Our decision is not intended to sweep every individualized attention within the procedural requirements of the IDEA. These requirements do not come into play when a classroom teacher gives extra assistance to a student who is having difficulty, or when *805students generally are subjected to a universal academic achievement test. Educators must be left free to educate. Even when individualized testing is contemplated, educators enjoy the discretion to evaluate, or to refuse to evaluate, children. In those cases, however, educators must inform parents of their decisions and afford them an opportunity to challenge the decisionmaking process.
Accordingly, we reverse the district court’s grant of summary judgment in favor of the DOE, remand the matter to the district court and direct the entry of judgment for Parents and Students on the IDEA and § 504 claims. We affirm the grant of summary judgment in favor of the DOE as to the existence of rules implementing § 504.
AFFIRMED IN PART; REVERSED IN PART; AND REMANDED.
Appellants are entitled to their fees and costs, on this appeal. The determination of the amount of fees, is transferred to the district court.
. Parents and Students also raised before the district court claims under the Family Educational Rights and Privacy Act, 20 U.S.C. § 1232g ("FERPA”). Because those claims are not addressed in the briefs before this court, they will not be considered here.
. The form includes among its “Reason[s] for Referral” four categories: Academics, Social/Emotional, Speech/Language, and Health/Physical. The requester may choose as many characteristics from each of these categoríes as describe the child’s condition. Some of those characteristics include "delayed speech/language," "hearing,” "vision,” and "gross motor coordination.”
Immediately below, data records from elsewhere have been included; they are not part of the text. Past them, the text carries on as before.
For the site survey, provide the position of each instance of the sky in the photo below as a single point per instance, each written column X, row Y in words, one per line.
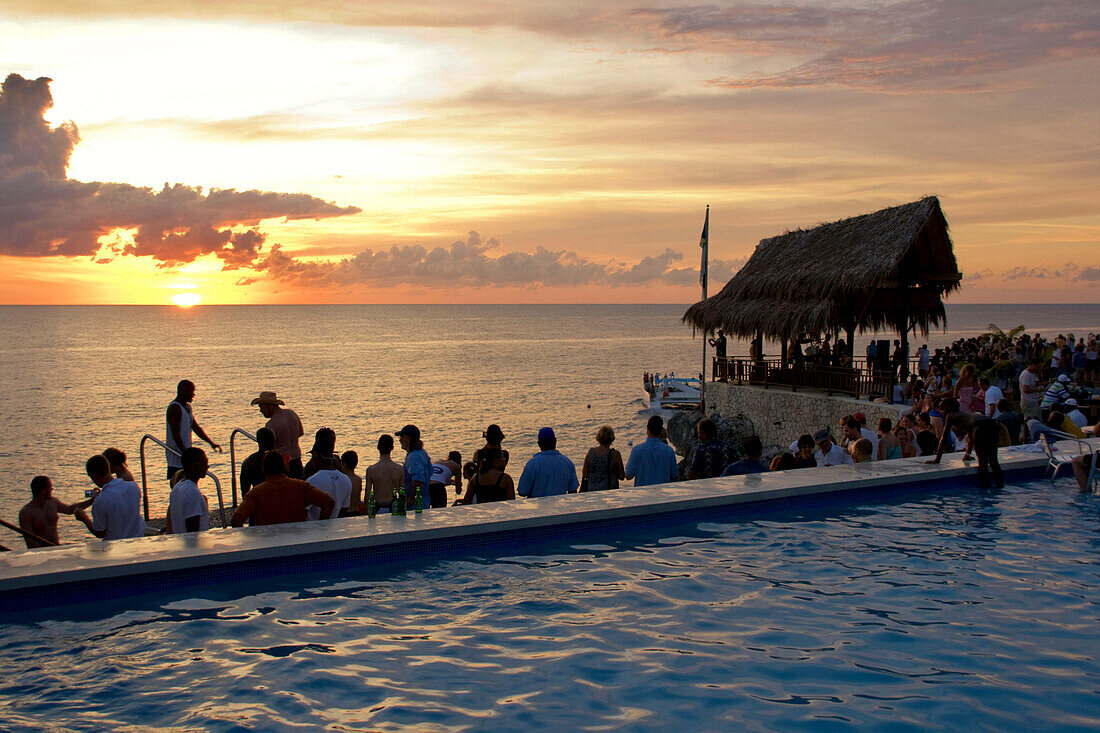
column 501, row 151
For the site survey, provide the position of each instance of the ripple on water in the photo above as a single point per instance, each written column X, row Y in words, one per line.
column 905, row 615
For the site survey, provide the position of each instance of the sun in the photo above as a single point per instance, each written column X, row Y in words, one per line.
column 186, row 299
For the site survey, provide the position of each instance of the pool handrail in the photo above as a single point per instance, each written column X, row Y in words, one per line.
column 144, row 480
column 232, row 458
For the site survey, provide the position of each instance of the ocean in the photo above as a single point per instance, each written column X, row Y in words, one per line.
column 75, row 380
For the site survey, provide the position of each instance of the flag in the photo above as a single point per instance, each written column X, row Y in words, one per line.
column 703, row 243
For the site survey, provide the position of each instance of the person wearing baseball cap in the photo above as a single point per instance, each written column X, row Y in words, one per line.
column 549, row 472
column 286, row 425
column 1076, row 415
column 494, row 436
column 828, row 452
column 1056, row 394
column 417, row 465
. The form also notified the student’s parents of their procedural rights under Chapter 36, as it included a provision stating "Parents Please Note: An impartial hearing under Chapter 8-36-14 may be requested by a parent or the Department of Education on any matter relating to proposed (or refused) action to initiate (or change) the identification, evaluation, program, or placement of a child.”
. The need to adopt such a rule is well-illustrated by the Ferreira case. Mrs. Ferreira requested an evaluation because of Peter's ADHD; while the DOE did provide her notice of her procedural safeguards when it refused to provide Peter with a comprehensive evaluation, there was no mechanism whereby she could challenge the results of the non-Chapter 36 test-an evaluation that was conducted as a direct result of her notifying the DOE that Peter suffered from a potentially disabling condition.